2. Unfortunately the muteness of the people was overshadowed by the sheer incompetence of the police force. I called up 100 – the single number that’s supposed to bring in the enforcers of the law. Albeit the call being patched to the Police Control Room, they were very determined in their stance that this is to be handled by the traffic control room and were “kind enough” and professional enough to give me the number of the traffic control room.
3. Of course the traffic control room is on a continuous engaged tone.
In effect, the auto drivers got what they wanted – they caused ruckus and forced people to get down from cheaper modes of transportation, pay dear – 1.5 meter and 2 times the rigged meter prices and get away with it.
Unfortunately this is not what shocked me, but the muteness, rather the disinterest of people.

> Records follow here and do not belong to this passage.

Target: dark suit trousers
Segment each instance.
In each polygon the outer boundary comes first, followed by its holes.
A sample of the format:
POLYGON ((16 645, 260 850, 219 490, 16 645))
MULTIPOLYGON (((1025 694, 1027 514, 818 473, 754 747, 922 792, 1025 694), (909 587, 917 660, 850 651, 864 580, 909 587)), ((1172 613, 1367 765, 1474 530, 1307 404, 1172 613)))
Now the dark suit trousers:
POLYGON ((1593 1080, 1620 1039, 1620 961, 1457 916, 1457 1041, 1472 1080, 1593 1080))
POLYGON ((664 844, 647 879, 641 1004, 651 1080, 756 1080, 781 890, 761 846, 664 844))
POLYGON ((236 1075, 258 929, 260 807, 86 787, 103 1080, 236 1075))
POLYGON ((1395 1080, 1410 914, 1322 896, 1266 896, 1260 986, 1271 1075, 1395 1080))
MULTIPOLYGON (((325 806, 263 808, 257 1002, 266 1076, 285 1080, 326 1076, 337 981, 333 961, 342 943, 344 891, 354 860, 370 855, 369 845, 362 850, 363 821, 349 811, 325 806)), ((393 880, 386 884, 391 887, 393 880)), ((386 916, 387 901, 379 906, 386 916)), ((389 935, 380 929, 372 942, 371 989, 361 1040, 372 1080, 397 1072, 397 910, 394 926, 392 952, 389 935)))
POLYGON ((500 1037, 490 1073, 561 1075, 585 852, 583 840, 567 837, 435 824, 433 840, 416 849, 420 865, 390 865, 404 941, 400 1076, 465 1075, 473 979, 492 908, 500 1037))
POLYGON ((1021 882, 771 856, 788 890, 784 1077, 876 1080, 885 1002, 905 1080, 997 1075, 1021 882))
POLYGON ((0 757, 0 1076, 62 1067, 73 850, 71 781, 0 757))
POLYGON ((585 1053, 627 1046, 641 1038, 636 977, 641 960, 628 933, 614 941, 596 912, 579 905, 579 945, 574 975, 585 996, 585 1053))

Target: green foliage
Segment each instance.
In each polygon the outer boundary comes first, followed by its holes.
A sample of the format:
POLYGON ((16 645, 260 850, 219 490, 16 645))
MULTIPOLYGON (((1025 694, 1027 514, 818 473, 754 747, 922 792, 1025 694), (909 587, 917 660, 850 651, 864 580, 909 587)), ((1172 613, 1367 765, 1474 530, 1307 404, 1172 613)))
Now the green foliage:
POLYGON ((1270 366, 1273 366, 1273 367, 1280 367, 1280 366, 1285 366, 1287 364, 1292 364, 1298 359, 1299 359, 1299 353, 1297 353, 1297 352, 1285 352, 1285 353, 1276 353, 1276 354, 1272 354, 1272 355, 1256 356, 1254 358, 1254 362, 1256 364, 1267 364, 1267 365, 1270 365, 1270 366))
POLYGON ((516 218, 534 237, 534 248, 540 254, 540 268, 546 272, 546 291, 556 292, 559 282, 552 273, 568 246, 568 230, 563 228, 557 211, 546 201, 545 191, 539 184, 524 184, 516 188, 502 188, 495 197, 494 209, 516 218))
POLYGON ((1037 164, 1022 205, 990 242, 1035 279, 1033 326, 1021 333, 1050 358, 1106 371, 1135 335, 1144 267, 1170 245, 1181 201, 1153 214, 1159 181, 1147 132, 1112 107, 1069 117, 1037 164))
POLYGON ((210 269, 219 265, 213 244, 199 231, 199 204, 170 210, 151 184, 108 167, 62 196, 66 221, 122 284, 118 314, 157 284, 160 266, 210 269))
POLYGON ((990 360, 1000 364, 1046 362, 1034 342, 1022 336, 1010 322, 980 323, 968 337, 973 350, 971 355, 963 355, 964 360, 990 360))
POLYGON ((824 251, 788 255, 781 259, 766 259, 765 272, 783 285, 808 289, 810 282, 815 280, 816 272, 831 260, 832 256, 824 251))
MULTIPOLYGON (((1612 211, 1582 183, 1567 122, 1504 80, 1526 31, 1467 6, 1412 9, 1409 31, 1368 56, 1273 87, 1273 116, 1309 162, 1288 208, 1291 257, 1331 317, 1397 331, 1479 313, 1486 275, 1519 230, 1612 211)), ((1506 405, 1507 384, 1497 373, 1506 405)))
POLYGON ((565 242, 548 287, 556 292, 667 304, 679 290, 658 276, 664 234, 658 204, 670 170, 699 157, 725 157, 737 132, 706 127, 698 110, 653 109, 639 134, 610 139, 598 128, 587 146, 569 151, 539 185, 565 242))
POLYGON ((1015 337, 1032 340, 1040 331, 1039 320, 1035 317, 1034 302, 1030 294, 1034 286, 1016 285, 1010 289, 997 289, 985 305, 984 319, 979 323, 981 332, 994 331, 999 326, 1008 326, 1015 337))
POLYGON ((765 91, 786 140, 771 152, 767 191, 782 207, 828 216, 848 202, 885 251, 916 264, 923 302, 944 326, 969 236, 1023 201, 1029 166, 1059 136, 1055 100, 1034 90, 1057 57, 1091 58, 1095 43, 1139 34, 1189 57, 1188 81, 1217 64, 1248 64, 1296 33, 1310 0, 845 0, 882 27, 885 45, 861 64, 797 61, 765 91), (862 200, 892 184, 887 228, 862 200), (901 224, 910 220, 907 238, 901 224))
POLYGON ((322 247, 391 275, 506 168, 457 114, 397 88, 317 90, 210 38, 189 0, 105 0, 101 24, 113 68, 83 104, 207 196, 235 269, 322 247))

It was an eye opener and has made me realize that I shall _not_ take part in this charade of silence anymore.
I have a request to all the people reading this. Please take responsibility for your (in)actions. If something is wrong, rather than complain about it, take responsibility and correct it if possible. India is shining, maybe, but it’s up to us to make sure that it stays that way. Sorry to use the metaphor, but cleaning is a continuous process and we _cannot_ rely on somebody else to clean up the mess to which every single person in this country contributes.
P.S. It’s ironical that this post almost seems like a rant!